# Conservation of Energy of a slide

1. Oct 7, 2014

### hlha227

1. The problem statement, all variables and given/known data
A child slides without friction from a height h along a curved water slide (Fig. P5.44). She is launched from a height h/5 into the pool. Determine her maximum airborne height y in terms of h and η. (Use q for η and h as appropriate.)
(Fig. P5. 44)

2. Relevant equations
I know you use conservation of energy to solve the problem but I just am completely lost on where to start at right now...
which is: mgh = 1/2mv^2

3. The attempt at a solution
I don't know where to begin that's my problem..... could I just get some help getting started possibly???

2. Oct 7, 2014

### Staff: Mentor

Here's a hint. This is a sequence to two separate problems.
Problem 1. She slides from a height h to a height h/5. What is her launch speed?
Problem 2. She is launched as a projectile with the speed determined in Problem 1 and at a launch angle theta. What is the maximum height of her trajectory?

Chet

3. Oct 7, 2014

### hlha227

Problem 1.) The launch speed would just be 0, correct? Or am I just totally missing something here.....

4. Oct 7, 2014

### Staff: Mentor

You're missing something.
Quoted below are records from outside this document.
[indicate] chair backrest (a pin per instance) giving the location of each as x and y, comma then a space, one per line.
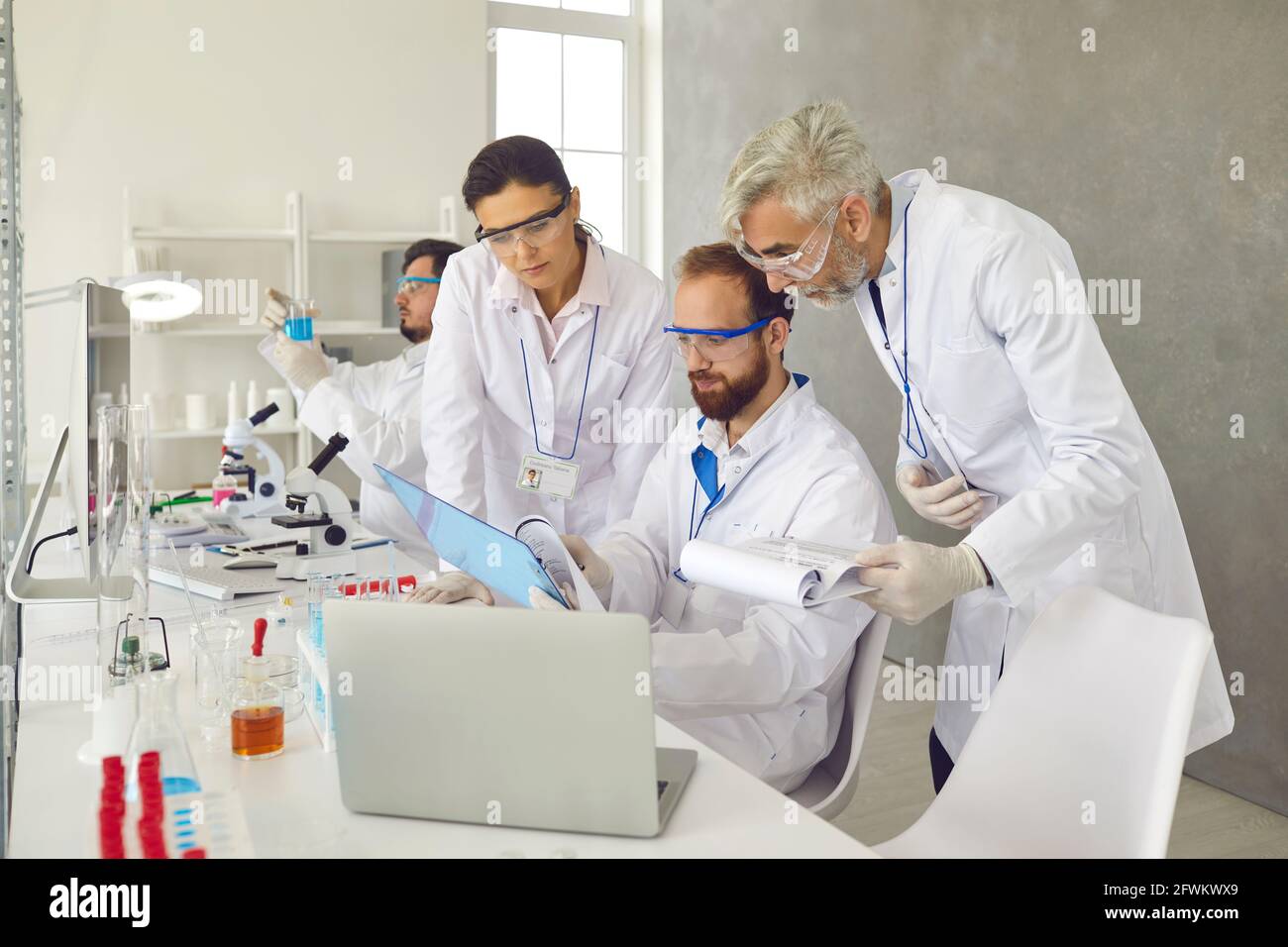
1081, 748
842, 764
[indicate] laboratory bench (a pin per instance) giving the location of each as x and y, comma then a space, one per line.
291, 804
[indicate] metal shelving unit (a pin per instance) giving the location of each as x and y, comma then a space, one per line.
13, 434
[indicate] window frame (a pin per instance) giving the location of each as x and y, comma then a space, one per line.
608, 26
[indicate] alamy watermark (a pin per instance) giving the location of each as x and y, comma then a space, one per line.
1061, 296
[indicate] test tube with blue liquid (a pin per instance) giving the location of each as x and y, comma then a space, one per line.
299, 320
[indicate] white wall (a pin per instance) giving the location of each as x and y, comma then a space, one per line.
119, 94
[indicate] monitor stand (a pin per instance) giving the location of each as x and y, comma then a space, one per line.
27, 590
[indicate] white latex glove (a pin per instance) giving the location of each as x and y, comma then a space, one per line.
925, 578
947, 502
273, 315
300, 364
593, 567
450, 587
541, 600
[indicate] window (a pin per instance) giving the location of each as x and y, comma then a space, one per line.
567, 73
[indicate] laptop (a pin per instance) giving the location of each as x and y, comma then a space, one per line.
506, 716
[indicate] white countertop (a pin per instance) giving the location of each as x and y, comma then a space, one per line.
291, 802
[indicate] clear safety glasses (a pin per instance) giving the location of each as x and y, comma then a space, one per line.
536, 231
807, 260
715, 344
411, 285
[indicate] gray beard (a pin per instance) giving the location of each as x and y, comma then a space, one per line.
851, 270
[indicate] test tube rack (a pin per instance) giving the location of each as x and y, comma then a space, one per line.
316, 686
183, 825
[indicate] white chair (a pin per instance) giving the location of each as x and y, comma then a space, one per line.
831, 785
1080, 751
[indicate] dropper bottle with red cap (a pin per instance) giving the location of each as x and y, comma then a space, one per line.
259, 714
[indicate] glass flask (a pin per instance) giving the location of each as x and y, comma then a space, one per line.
158, 728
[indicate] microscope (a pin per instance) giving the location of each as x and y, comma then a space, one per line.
263, 496
321, 508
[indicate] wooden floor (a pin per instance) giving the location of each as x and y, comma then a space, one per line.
896, 789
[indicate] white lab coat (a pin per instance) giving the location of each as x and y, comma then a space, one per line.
1030, 408
763, 684
477, 420
377, 407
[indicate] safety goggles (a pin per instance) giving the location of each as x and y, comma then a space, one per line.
807, 260
715, 344
411, 285
536, 231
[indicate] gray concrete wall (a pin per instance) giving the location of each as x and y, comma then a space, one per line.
1126, 151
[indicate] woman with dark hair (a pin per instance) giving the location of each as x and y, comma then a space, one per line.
541, 335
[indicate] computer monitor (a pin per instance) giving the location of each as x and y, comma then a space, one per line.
101, 363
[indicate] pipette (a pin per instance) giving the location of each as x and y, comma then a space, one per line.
196, 622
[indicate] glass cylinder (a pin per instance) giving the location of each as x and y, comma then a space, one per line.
121, 501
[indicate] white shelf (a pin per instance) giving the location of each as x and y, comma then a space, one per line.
184, 434
322, 328
404, 237
253, 234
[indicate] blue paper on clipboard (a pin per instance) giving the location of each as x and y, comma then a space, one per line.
493, 557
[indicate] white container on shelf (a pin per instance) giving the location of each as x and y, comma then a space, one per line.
197, 412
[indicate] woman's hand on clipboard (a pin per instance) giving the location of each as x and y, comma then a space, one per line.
541, 600
454, 586
948, 502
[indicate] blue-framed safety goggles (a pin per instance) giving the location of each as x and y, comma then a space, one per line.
715, 344
410, 285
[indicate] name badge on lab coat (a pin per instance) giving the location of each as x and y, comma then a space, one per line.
541, 474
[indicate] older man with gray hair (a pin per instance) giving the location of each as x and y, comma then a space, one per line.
1016, 423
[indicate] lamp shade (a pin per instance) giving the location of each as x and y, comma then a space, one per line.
161, 300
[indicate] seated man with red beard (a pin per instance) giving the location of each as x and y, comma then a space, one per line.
763, 684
If the girl's elevation decreases by a distance 4h/5, her potential energy decreases, so her kinetic energy (determined by her speed) must increase.

Have you ever been down a water slide? If so, was your speed zero when you shot out the bottom of the slide?

Chet

5. Oct 7, 2014

### hlha227

Oh, the bottom..... whoops, I was thinking from the start....
so h-h/5? Maybe?

6. Oct 7, 2014

### Staff: Mentor

I don't understand what you're asking.

7. Oct 8, 2014

### hlha227

Am I getting somewhere with (h-h/5)?

8. Oct 8, 2014

### Orodruin

Staff Emeritus
That would depend on how you plan to use it ... It is the vertical distance between the top and end of the slide. What does this imply?

9. Oct 8, 2014

### _N3WTON_

Use the law of conservation of energy:
$mgh_1 + \frac{1}{2} mv_1 ^ 2 = mgh_2 + \frac{1}{2} mv_2 ^ 2$
At the top of the slide she has a velocity of zero, she starts at position 'h' and ends at position 'h/5', so solve for velocity and then apply the law of conservation of energy again, remembering that her horizontal velocity will be constant

10. Oct 9, 2014

### dean barry

Phase 1, calculating the release velocity :
Even though the girl hits the bottom of the slide then rises again, the crucial dimension is the height difference between the top of the slide and the exit point from the slide ( 0.8 h)

11. Oct 9, 2014

### Staff: Mentor

You are getting warm. We're looking for the change in energy associated with that change in height.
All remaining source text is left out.